During a Sept. 5 TDP Saturday Forum on Facebook, readers were asked if reform is needed in police departments, and whether “private militias” should be interfering with police operations, or if officers are capable of handling volatile situations themselves.
Ryan Cannonie said private militias shouldn’t be tolerated.
“I believe most officers are doing this for the right reasons,” Cannonie said. “That said, every little town doesn’t need military hardware and officers need more accountability.”
While Cannonie said Tahlequah does have more transparency than agencies in other areas around the country, he would like to see more officers involved downtown, as opposed to driving around all day in their patrol vehicles.
“The bike program was a good start, but one solution to the national problem is to give officers ownership in the communities, and help communities have connections with their law enforcement,” he said.
Susan Feller believes reform is needed and that officers who are racist need to be removed from the force.

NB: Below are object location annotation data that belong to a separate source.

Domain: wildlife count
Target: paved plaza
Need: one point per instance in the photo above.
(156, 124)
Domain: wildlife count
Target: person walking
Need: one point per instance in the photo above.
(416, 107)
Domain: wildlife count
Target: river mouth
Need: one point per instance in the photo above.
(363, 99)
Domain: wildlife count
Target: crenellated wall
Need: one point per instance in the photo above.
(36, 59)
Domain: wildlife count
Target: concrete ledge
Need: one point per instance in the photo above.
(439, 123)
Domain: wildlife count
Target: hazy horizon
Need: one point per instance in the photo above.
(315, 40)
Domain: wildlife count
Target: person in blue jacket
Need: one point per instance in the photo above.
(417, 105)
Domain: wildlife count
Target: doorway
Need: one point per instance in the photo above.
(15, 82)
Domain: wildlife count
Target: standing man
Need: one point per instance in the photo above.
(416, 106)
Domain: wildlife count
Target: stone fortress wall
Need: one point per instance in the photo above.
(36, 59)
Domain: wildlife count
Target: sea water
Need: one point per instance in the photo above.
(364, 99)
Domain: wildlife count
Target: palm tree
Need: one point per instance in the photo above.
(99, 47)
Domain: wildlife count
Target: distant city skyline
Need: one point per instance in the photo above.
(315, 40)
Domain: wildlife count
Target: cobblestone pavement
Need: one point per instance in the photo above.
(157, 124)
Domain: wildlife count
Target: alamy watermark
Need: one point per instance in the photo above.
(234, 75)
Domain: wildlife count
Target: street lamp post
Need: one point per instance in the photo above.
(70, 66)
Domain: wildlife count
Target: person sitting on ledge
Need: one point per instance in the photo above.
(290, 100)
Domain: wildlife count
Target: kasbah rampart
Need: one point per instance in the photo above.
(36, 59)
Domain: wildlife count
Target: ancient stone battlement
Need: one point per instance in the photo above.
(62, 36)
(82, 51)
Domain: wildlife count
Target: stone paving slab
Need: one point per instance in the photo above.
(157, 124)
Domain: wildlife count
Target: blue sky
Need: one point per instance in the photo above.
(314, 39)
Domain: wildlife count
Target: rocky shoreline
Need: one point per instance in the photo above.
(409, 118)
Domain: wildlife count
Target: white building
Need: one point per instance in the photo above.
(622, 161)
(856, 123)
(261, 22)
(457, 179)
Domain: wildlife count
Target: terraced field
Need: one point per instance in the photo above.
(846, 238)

“I believe racist cops are in the minority, but they are hurting the mission of law enforcement to protect and serve,” Feller said. “The militarization of law enforcement has made some think the public — especially those of color — are enemy combatants.”
Chennault said the death of George Floyd, who was killed after Minneapolis Police Officer Derek Chauvin knelt on his neck for nearly nine minutes, is a legitimate cause for outrage.
“[Chauvin’s] actions went against what I know to be a police officer’s training, and I know that is something the CCSO does not condone,” Chennault said. “I do have a hard time wanting to retrain every single officer in the U.S. because of what he did. I’m sure there is reform that’s needed, but no one has explained to me what that reform is.”
As for private militias, Chennault said he’s never been in a situation where that “help” has been offered or sought by authorities.
“I could see where they may be overwhelmed and they just allowed the guys to help. I doubt it was a scenario where they called on them to help,” he said. “I don’t know of any situations here that we have had to ask for a group to come in and help us, outside of law enforcement officers.”
Thunderbird Wilson believes the “so-called militias” are unregulated and have individuals who hold personal bias. Wilson said a well-regulated militia would be recognized by the state, just as the National Guard is, and wouldn’t be used to suppress state citizens' rights.
“Only way to know if a militia is up to constitutionally required par is when a state is being subverted, or under any threat by the federal government, under any administration,” Wilson said.
For the year 2020, the sheriff's office has logged eight Taser usages by seven different deputies, and one deputy deployed a Taser twice.
“It broke down to two Native American men, five White men, and one dog. Of those Tased, six were felony arrests, one occurred when we were assisting the Tahlequah Police Department, and one was a misdemeanor arrest," Chennault said.
What you said
The Daily Press asked readers on its website if area law enforcement offices should be reformed so that lethal force — like guns or chokeholds — are only used as last resorts, or not at all. Fifty-eight percent of respondents "strongly agreed" that reform is needed. Twenty-five percent "strongly disagreed" that reform is needed. Another 14 percent "somewhat agreed" reform is needed, and 2 percent "somewhat agreed" that reform is needed.